TEMPO.CO, Yogyakarta - Sebanyak 100 buruh di Yogyakarta akan menggelar aksi tapa pepe di depan Keraton Yogyakarta, Senin, 31 Oktober 2016. Mereka akan mengadukan kebijakan Gubernur Yogyakarta kepada Raja Keraton Yogyakarta Sri Sultan Hamengku Buwono X, yang tak lain adalah juga Gubernur Yogyakarta.
“Benteng terakhir kami ketika Sultan HB X selaku gubernur tak juga memperhatikan kaum buruh, kami hanya bisa mengadukan nasib buruh kepada beliau sebagai raja keraton,” kata Ketua Dewan Pimpinan Wilayah Asosiasi Serikat Pekerja Indonesia (Aspek) Yogyakarta, Aziz Nur Fitriyanto, dalam rapat konsolidasi buruh menolak upah murah di kantor Konfederasi SPSI Yogyakarta, Minggu, 30 Oktober 2016.
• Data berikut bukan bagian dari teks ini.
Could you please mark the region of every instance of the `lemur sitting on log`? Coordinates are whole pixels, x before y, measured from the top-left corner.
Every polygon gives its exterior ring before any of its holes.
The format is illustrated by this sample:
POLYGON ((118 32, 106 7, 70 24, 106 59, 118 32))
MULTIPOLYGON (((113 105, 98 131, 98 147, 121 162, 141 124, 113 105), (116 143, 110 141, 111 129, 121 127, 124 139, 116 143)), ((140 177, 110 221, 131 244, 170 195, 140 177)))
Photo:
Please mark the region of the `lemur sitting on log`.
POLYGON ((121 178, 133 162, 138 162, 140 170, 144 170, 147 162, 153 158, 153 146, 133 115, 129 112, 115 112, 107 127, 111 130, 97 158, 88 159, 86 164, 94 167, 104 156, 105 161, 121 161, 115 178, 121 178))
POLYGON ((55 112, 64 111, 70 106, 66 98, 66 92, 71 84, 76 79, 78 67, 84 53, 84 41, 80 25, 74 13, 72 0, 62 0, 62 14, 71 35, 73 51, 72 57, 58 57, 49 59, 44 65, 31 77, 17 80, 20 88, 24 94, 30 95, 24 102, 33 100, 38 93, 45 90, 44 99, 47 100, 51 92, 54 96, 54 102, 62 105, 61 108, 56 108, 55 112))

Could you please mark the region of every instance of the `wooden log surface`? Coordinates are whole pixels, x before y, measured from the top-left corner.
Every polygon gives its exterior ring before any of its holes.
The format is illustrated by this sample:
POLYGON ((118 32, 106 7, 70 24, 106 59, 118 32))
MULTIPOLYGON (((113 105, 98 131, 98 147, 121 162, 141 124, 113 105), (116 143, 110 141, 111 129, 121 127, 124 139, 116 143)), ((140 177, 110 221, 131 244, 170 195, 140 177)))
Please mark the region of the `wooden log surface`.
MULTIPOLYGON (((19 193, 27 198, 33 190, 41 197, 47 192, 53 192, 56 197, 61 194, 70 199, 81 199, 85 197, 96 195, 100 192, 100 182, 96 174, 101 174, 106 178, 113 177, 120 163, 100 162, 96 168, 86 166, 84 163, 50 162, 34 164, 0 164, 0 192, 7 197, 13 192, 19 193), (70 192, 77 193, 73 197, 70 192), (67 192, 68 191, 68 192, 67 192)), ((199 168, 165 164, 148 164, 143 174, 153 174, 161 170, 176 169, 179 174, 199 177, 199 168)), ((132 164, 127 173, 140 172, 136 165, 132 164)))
Para buruh yang tergabung dalam Aliansi Buruh Yogyakarta itu berasal dari berbagai elemen, seperti Logam Elektronik dan Mesin (LEM), Serikat Pekerja Seluruh Indonesia, Asosiasi Serikat Pekerja Indonesia (Aspek), dan Serikat Pekerja Nasional (SPN).
Sebelum menetapkan upah minimum kabuaten/kota 2017 pada 1 November 2016, mereka mendesak Gubernur Yogyakarta Sultan HB X tidak serta merta mengacu pada instruksi Menteri Ketenagakerjaan yang berpedoman pada Peraturan Pemerintah Nomor 78 Tahun 2015 (PP 78).
Sebab, dengan PP 78 tersebut, kenaikan upah buruh di Yogyakarta hanya 8,25 persen akibat rendahnya nilai inflasi dan pertumbuhan ekonomi nasional. Padahal kenaikan upah dari 2015 ke 2016 meningkat 11,5 persen. Jika semata-mata mengacu pada PP 78, upah di Yogyakarta pada 2017 hanya akan meningkat kurang lebih Rp 100 ribu.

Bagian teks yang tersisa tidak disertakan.